The girl shook her head, her eyes wide, a long mark down the side of her face where one of them had hit her.

Nevin ran out, Jitrine following him as quickly as she could, her robes caught up in her hand.

“Ailan! It’s all right!” Nevin called. “You’re safe! These are my friends! We came to rescue you!” He threw his arms around his sister, and she buried her face against him.

Jitrine stopped beside John, looking up at him, an expression of concern on her face. “What did you do? Why did it stop?”

John shook his head, drops of condensed steam and sweat falling from his hair. “I don’t know,” he said. “It didn’t look good for a minute there. I don’t know what happened.”

Chapter Twenty-Nine

In the control room, Radek slumped forward over the key panel, his eyes on the monitor. “That was almost not in time,” he said.

“You’ve got them, right?” Ronon asked.

Radek’s fingers flew over the symbols on the unfamiliar touchscreen. “I’ve turned the steam off and the overhead lights on. I haven’t turned the cameras off for that room yet. It seemed less of a priority.”

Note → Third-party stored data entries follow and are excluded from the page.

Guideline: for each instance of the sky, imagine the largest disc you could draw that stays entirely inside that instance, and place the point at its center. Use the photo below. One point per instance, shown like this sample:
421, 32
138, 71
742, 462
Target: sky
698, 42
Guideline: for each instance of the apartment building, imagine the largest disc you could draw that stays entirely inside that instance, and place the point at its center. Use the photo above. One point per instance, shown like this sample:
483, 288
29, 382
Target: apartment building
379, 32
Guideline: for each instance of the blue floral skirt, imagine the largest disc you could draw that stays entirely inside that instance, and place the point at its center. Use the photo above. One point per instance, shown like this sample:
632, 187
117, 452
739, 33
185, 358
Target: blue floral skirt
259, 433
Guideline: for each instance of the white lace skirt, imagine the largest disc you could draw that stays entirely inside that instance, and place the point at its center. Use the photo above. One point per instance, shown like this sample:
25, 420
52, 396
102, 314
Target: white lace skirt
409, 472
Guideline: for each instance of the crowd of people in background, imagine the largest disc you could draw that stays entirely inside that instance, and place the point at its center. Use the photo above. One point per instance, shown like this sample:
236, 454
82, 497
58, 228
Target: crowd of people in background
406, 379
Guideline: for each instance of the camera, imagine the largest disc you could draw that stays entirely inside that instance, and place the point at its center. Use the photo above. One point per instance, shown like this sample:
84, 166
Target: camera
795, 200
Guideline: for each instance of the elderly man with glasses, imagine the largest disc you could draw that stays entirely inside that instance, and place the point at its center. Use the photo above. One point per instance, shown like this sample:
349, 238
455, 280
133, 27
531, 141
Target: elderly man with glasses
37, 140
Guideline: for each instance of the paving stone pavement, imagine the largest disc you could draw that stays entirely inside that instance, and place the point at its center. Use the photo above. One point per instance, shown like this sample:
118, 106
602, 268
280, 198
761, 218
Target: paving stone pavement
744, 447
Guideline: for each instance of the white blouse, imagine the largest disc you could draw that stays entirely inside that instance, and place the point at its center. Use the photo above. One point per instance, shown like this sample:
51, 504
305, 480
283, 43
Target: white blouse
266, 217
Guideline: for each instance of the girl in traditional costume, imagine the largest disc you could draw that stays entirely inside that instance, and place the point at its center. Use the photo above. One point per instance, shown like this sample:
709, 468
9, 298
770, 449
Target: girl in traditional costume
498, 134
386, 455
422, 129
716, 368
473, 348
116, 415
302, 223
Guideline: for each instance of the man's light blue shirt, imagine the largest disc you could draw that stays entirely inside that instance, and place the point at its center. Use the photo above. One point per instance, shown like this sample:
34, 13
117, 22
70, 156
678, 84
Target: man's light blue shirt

“So they know,” Ronon said. “The Wraith know somebody spoiled their party. They know we’ve got the control room. Which means they’re on their way down here.”

“There is that,” Radek said. He didn’t take his eyes off the monitor. “Shutting down the water, that is it there. Main pump off. Backup pump off. I am leaving the special lights on and bringing up the general safety lighting throughout the complex.” He stroked the board with satisfaction. “Locking the movable floors in the safety position. All traps turned off, in the maintenance mode.”

“Right.” Ronon hauled him out of his chair by the back of his shirt. “Time to go.”

“I think you are correct,” Radek said, grabbing onto his glasses as Ronon let forth a salvo with his energy pistol into the servers and monitors. They exploded most satisfactorily in clouds of sparks and smoke, and he flung up his hands to shield his eyes from the glare.

“Here.” Ronon thrust the two Wraith stun pistols taken from the dead controllers into Radek’s hands. “Let’s get out of here. Do you know how to shoot one of these?”

“Um…” Truthfulness was probably the better part of valor. “No.”

“Then stay behind me.” Ronon plunged into the hallway, pistol at the ready.

“Where are we going?” Radek demanded, following after.

“To find Sheppard and Teyla,” Ronon replied. “Where else?”

Radek shrugged. “Where else indeed?”

They dashed through the halls, not bothering to dodge cameras now, though some of them were no doubt active. Even if the cameras were still operative, without the control systems the Wraith would not be able to use them to spy on what happened within the maze. They might not know where the Wraith were, but the Wraith were also now essentially blind. They could not track them, or the contestants. Radek thought with satisfaction that many of the traps, like the steam room, could not be reactivated without the controls that were now destroyed. Presumably the water hazards would all empty swiftly, the water flowing downhill to the storage cisterns without the pump to bring it to the upper levels. In a few minutes the maze would be oddly silent, the flowing water stilled. Perhaps this would save more than a few lives, those of contestants still trapped within the maze. Whether they might have a chance of escape, or would simply be hunted down by the Wraith later, he could not guess.